Thanks for the drink, the love, the time spent writing those poems
for his friends, himself, whoever
would read them with a strong eye & sense
of some beauty buried in the dirt. I could show the reader
subways, bookstores – rag-tagged discarded editions of Moby Dick,
Pasternak or Mayakovsky – & graffiti, his name stitched into a platform bench.
Some think it’s the Irish Chicago mobster homage, the O’Hara gang from South Prairie Avenue.
Truth & beauty of allusion slip past like holiday parades on Dearborn or State.

River green & tiny shamrocks wind along Wacker like soldiers up for morning mess.
Watching through a bus window is a veil of see-through skin.
I see him racing through lines, eyes to the higher structures, ears to the deeper pockmarks
of cadence, until a street dime catches his sinking eye: he stops, sits, writes a new poem.
I run home to my girl with the impulse to give him a call, only to find
her note (like his matchbook poems & grocery lists & letters to illusory friends)
telling me she’s gone for air, few hours to return. Lunch is in the fridge,
but I leave it, sit down with him instead,
his hunger too much for me to ignore.
I wish I could swim forever, asking him questions, listening to his songs, answering my own
debts about high fashion & slow charm across time.

As I Save again over this file, this attached asterisk of agitated edit,
nothing seems so impulsive
as love & his music of the baroque.
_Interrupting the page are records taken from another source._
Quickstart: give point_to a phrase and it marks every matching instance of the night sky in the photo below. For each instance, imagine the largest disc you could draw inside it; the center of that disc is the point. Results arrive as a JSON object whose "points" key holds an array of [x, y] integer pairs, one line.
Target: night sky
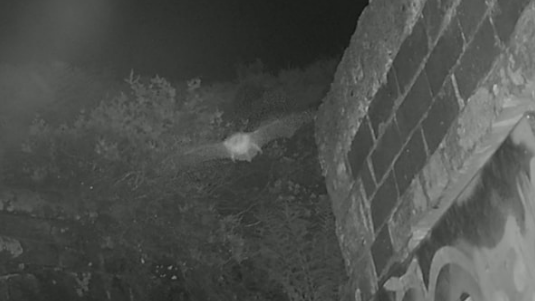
{"points": [[180, 38]]}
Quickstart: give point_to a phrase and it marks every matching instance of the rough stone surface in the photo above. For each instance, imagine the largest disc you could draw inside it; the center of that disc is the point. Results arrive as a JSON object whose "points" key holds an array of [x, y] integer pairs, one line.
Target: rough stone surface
{"points": [[463, 52]]}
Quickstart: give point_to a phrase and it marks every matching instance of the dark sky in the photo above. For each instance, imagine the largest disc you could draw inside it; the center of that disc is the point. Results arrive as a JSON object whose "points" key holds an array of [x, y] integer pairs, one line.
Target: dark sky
{"points": [[181, 38]]}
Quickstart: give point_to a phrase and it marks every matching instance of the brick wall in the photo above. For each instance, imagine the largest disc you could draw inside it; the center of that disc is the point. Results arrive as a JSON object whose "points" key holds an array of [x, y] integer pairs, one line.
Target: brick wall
{"points": [[413, 132]]}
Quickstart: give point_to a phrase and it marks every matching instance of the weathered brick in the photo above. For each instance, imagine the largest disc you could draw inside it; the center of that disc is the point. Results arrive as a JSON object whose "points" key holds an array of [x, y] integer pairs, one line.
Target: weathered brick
{"points": [[388, 147], [506, 15], [414, 106], [443, 112], [367, 278], [384, 201], [410, 161], [435, 177], [410, 56], [360, 147], [413, 202], [477, 60], [382, 250], [434, 12], [382, 105], [367, 180], [444, 56]]}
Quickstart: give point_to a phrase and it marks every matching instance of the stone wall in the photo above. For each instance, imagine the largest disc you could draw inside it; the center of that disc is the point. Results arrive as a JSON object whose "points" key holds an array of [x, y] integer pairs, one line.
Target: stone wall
{"points": [[416, 92]]}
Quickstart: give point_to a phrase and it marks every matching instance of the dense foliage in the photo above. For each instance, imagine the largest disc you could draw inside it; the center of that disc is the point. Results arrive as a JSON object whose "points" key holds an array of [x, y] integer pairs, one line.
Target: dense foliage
{"points": [[217, 231]]}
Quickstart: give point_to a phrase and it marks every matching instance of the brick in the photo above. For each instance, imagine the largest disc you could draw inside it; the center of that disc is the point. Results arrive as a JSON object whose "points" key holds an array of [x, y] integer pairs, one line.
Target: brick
{"points": [[412, 204], [443, 112], [433, 13], [382, 250], [40, 254], [383, 103], [470, 14], [444, 56], [367, 279], [384, 201], [435, 177], [410, 56], [410, 161], [414, 106], [367, 180], [506, 15], [387, 148], [360, 147], [477, 60]]}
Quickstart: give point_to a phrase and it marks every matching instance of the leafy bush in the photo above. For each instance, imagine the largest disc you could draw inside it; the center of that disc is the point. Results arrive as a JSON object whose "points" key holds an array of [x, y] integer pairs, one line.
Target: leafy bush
{"points": [[219, 230]]}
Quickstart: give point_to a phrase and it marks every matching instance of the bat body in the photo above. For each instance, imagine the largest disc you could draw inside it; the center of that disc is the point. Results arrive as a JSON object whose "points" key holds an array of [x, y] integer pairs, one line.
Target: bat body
{"points": [[245, 146]]}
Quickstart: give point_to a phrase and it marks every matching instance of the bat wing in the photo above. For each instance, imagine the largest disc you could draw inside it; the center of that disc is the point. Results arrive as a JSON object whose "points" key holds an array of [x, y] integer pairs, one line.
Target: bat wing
{"points": [[284, 127], [198, 154]]}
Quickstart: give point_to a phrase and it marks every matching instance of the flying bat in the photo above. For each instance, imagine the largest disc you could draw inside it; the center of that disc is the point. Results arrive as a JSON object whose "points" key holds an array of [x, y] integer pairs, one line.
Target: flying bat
{"points": [[244, 146]]}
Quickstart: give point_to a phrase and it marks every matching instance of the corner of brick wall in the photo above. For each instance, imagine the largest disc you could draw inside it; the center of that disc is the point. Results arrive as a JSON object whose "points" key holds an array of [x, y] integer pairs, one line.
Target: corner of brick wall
{"points": [[392, 158]]}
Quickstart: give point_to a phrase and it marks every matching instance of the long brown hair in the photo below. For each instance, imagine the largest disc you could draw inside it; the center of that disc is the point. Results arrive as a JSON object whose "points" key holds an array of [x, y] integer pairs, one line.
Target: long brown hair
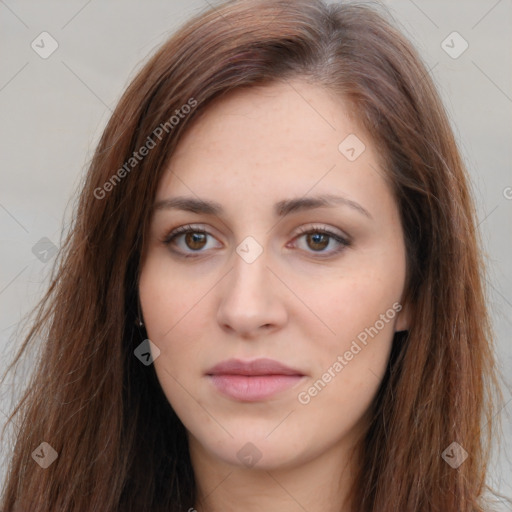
{"points": [[120, 445]]}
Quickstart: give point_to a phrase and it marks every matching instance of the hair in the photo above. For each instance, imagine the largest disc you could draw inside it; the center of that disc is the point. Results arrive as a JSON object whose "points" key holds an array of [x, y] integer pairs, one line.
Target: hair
{"points": [[120, 445]]}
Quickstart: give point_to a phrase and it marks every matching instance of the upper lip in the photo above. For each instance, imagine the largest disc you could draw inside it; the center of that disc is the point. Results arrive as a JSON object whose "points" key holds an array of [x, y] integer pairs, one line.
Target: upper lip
{"points": [[261, 366]]}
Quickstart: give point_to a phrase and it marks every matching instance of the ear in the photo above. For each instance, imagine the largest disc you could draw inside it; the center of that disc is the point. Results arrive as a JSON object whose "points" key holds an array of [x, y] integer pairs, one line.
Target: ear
{"points": [[403, 318]]}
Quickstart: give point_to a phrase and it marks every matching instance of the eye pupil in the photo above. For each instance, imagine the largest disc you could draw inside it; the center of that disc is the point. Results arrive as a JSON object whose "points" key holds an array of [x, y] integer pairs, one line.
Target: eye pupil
{"points": [[317, 239], [192, 238]]}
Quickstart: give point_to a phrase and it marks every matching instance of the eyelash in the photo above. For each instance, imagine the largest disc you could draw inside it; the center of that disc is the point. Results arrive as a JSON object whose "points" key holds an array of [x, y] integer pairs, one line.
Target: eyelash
{"points": [[168, 239]]}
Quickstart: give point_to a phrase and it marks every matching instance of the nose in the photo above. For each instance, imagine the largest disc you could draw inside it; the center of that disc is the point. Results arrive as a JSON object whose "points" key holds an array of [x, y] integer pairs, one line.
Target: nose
{"points": [[251, 299]]}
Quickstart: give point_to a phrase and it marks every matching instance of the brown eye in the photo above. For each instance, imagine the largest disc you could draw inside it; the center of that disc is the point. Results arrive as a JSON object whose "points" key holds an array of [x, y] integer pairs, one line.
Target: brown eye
{"points": [[322, 241], [189, 241], [195, 240], [317, 241]]}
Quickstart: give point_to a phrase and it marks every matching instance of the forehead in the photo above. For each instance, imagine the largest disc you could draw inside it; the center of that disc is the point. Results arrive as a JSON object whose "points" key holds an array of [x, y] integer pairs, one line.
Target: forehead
{"points": [[269, 139]]}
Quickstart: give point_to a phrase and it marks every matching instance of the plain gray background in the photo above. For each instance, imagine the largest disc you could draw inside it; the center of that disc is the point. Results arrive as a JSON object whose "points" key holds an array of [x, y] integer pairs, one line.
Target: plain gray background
{"points": [[53, 111]]}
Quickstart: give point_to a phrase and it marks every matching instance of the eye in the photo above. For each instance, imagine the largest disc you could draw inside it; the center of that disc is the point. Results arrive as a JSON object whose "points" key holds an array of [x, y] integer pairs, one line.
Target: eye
{"points": [[318, 238], [194, 238]]}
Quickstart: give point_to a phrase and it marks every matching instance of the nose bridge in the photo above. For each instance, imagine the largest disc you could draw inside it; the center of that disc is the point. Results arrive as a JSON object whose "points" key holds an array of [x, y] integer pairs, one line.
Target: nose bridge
{"points": [[248, 301]]}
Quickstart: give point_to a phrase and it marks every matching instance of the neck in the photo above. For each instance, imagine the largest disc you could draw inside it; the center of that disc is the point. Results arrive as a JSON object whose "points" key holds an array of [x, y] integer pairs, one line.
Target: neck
{"points": [[319, 484]]}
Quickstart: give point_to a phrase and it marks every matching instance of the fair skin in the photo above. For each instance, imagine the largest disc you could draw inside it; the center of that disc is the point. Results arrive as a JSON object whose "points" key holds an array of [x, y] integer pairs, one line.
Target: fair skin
{"points": [[300, 302]]}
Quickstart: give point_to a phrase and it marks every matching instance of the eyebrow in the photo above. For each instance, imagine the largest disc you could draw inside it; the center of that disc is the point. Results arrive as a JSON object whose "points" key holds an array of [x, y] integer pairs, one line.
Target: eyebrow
{"points": [[281, 208]]}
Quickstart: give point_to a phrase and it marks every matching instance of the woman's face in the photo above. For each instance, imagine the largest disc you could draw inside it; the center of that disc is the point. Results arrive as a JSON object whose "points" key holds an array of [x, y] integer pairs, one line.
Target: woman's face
{"points": [[246, 283]]}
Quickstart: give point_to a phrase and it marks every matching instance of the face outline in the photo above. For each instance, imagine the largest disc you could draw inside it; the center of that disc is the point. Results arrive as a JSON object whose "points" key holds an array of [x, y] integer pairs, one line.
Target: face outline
{"points": [[290, 304]]}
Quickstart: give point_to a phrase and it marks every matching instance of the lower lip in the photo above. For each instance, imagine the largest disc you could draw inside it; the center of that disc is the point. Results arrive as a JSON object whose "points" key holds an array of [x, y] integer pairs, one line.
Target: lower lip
{"points": [[253, 388]]}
Don’t quote me on that.
I see him at the 10 Spot, loose a little drunk on Lady, day & night running to catch up
on the language of Russian writers, books he scribbles, notes & catechism
without fear of broken fingers, short grimaces toward saving face.

Earlier lines melted into a primer of alchemy, philosophical chatter
basking in an unknown crucible where art is made through the simple
act of living. Under every barman’s watchful ear, we drink once more to genius,
music, sweet wine, & the divine sepulchre
of daily bread. The nerve to untitle his work served Get Well memoranda, solicitations
to leave this poem alone, frankly & reluctantly condemned
by his body fresh out of The Cedar, emerging
like his body fresh out of The Cedar, late
& stumbling unsure, the next line breathing without reserve
through his plasma of words as paint dried like blood on the sidewalk.

Why was he not a painter? More than a practitioner
of Fire Island biography? All he needed was talk, the sun & a warm bed
in which to love & be loved. What impressed him
to leave notes & soft kisses of ash
knows whatsit of strength taking hold too soon, plucking daily prayers
off the vines of spoiled fruit to imprint his tendencies
toward myth-making, his bar-mates pressed into leaf & parched
lips too wet for the limitations of chalk & water.
His naked sketch graced the cover of his collected
tutelage with brush & old country sheets of lyrical fear
across every curve & nerve, posed for green-screen portraiture.
It’s easy to preach I like the movies too – not enough of the painter’s eye lives within the screen.
He penned his friends into permanence & jest, fretting inside
the assessment of self that renders him narrowly petrified.
Despite the career box office, to his own list of starlets in cloaks of mad stanzas, I would enjoin
his own luminary to history: Whitman, Crane, Williams, O’Hara.
All better than the movies.

Marc Meierkort is a life-long Chicago resident and has taught high school English for the past 19 years. He is a graduate of Southern Illinois University at Carbondale (B.S.) and National-Louis University (M.A.T.) He currently lives in the western suburbs of Chicago. He has recently had poems published by Neologism Poetry Journal, Poor Yorick, Jenny, Inwood Indiana, littledeathlit, The Roanoke Review, and The Dime Show Review.